1.5°C compatible pathways foresee direct CO₂ emissions from industry energy demand – already close to zero – decline to zero or turn into negative emissions by 2030 and later. This decline would be primarily driven by an increase in the share of electricity in the sector’s energy supply from 56% in 2019 up to 74% in 2030, to reach 77–93% in 2050. Electricity will help decarbonise the industry sector if it is produced from renewable energy sources which is the case in the DRC (See the power section for details).
The DRC is expecting its mining sector to grow with the increasing demand for cobalt needed for zero-emission technologies globally. The country’s economy already relies heavily on cobalt production. Cobalt mining activities will drive an increase in electricity demand, and emissions. Meeting this high electricity demand through renewables would help to decarbonise the sector and build a low-carbon value chain for the global electric vehicle fleet.

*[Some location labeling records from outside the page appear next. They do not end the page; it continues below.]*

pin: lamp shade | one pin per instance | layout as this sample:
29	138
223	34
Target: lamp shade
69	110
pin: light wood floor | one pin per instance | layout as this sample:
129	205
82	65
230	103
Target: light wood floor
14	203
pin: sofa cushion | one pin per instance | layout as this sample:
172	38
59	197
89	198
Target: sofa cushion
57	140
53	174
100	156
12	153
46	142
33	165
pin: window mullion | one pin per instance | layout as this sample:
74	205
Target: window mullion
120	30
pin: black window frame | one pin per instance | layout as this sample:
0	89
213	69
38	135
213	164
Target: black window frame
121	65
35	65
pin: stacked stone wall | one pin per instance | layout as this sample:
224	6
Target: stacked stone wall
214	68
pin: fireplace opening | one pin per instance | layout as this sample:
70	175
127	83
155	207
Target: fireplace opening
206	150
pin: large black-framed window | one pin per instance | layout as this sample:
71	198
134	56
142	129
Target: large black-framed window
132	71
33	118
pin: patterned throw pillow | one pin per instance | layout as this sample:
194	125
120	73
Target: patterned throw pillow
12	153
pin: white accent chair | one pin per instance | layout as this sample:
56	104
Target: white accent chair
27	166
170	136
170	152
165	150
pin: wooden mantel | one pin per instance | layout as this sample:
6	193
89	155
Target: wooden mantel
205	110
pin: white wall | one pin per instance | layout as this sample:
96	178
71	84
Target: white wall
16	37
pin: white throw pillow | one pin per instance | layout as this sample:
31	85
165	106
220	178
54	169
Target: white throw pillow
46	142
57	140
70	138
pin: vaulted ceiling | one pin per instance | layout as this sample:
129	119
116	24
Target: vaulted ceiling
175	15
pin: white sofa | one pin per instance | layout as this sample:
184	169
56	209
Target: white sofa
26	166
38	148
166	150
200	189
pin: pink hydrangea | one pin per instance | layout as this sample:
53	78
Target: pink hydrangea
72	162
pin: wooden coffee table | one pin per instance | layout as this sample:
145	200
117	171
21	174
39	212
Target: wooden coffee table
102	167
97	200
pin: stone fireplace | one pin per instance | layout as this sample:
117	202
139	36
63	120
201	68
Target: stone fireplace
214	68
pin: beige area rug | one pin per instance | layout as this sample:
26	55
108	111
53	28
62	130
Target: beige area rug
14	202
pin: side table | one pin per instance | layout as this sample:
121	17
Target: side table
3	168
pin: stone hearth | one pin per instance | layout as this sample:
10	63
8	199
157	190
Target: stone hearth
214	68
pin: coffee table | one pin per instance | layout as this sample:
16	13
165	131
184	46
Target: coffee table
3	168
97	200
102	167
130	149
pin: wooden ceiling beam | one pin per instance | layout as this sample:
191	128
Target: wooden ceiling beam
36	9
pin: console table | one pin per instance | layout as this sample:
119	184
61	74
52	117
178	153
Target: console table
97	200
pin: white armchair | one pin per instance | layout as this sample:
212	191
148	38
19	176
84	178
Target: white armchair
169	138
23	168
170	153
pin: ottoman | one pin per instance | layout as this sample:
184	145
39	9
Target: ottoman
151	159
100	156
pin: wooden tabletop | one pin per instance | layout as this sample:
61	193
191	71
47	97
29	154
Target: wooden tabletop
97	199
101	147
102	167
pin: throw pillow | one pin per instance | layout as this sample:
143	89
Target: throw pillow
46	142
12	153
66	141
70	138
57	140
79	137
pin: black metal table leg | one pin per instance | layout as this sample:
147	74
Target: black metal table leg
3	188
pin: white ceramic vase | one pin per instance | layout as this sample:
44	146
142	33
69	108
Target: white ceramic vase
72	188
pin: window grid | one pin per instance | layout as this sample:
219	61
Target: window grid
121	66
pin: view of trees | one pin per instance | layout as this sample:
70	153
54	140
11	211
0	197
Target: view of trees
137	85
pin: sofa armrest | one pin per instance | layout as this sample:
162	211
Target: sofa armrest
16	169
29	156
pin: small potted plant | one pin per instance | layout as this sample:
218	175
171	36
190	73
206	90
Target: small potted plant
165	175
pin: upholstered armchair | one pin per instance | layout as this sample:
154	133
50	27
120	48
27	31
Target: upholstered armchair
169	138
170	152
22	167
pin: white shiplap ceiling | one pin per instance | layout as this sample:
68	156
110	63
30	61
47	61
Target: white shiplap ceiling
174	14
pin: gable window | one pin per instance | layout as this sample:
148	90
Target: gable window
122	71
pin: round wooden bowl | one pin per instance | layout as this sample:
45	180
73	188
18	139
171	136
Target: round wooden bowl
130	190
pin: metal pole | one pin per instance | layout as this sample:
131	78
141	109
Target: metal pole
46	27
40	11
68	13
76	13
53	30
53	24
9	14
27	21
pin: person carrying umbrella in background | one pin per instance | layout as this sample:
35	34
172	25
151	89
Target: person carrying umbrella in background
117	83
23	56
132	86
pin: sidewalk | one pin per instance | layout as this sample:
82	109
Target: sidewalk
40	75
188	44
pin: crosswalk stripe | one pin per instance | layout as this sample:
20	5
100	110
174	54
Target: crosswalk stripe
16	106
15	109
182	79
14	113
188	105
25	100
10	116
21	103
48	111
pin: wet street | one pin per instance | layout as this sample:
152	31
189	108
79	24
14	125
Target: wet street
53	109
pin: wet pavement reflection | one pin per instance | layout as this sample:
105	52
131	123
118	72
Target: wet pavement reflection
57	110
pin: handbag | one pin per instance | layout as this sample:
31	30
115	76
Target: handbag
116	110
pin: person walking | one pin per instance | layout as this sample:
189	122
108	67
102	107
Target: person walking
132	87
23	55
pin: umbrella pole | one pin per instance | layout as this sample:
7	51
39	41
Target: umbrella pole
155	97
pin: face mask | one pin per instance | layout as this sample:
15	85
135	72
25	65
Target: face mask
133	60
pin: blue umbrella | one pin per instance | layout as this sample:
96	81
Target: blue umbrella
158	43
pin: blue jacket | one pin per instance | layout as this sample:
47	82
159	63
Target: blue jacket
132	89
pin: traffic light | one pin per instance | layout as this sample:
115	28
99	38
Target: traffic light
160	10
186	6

However, the DRC doesn’t address the potential risk of unsustainable development of the mining sector in its NDC. The lack of preparedness could pose a significant challenge to the decarbonisation of the DRC’s industry sector. The country would benefit from an action plan to mitigate a potential increase in the use of fossil fuels to meet the growing electricity demand and to ensure sustainable mining activities.